For S0212, extracting one text data to be processed from the plurality of text data to be processed to obtain target text data to be processed; performing sentence structure analysis on the text data to be processed of the target to obtain sample data to be regularized; performing text regularization processing on the sample data to be regularized to obtain sample data to be segmented; performing word segmentation on the sample data to be segmented to obtain segmented sample data; performing part-of-speech prediction on the segmented sample data to obtain text sample data corresponding to the text data to be processed of the target; and repeatedly executing the step of extracting one piece of text data to be processed from the plurality of pieces of text data to be processed to obtain target text data to be processed until determining text sample data corresponding to each piece of text data to be processed in the plurality of pieces of text data to be processed.

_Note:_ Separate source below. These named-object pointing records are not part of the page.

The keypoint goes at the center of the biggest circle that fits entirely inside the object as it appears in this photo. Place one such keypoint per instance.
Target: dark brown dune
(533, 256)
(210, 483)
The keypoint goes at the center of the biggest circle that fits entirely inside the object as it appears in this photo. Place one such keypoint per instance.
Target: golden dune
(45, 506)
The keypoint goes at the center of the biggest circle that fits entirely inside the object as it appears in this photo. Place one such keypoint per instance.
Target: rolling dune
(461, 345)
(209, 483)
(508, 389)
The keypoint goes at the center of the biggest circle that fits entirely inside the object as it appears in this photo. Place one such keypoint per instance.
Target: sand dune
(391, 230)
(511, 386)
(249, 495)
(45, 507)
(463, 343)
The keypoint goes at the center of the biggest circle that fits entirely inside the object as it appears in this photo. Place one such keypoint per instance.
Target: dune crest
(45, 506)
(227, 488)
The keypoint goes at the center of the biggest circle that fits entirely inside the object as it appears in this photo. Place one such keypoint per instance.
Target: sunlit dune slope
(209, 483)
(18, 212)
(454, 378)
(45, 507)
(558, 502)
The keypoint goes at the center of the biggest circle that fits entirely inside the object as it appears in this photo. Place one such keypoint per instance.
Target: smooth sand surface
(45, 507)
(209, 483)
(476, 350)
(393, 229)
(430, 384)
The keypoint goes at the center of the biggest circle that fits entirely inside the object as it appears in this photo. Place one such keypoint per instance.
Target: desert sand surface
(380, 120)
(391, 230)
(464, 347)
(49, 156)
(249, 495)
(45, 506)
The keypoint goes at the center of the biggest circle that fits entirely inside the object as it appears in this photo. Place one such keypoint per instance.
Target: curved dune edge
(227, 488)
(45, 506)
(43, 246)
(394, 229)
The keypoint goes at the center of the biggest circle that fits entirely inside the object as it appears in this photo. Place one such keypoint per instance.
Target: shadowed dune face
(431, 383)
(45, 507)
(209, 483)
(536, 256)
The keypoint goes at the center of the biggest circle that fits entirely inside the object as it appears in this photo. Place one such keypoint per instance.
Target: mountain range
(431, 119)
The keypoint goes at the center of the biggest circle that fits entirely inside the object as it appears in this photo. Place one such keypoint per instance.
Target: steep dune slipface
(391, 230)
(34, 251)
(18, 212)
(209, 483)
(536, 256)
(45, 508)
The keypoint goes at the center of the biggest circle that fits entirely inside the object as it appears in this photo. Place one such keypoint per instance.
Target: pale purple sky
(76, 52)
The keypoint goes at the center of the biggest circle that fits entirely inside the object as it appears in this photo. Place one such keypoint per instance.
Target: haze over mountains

For S0213, extracting one text sample data from the text sample data corresponding to each of the plurality of text data to be processed to obtain text sample data to be calibrated; performing pinyin calibration on the text sample data to be calibrated to obtain the phoneme calibration data corresponding to the text sample data to be calibrated; and repeatedly executing the step of extracting one text sample data from the text sample data corresponding to each of the plurality of text data to be processed to obtain the text sample data to be calibrated until determining the phoneme calibration data corresponding to the text sample data corresponding to each of the plurality of text data to be processed.

In an embodiment, the step of dividing the plurality of training samples by using a preset dividing rule to obtain a first training sample set, a second training sample set and a third training sample set includes:

The multiple training samples are divided according to the division rule of 8:1:1, so that multi-tone word mask training is conducted by using a large number of training samples, multi-tone word random pinyin replacement training is conducted by using a small number of training samples, non-mask and non-replacement training is conducted by using a small number of training samples, and robustness of a model obtained through training is improved.

Wherein 80% of the plurality of training samples are partitioned into a first training sample set, 10% of the plurality of training samples are partitioned into a second training sample set, and 10% of the plurality of training samples are partitioned into a third training sample set.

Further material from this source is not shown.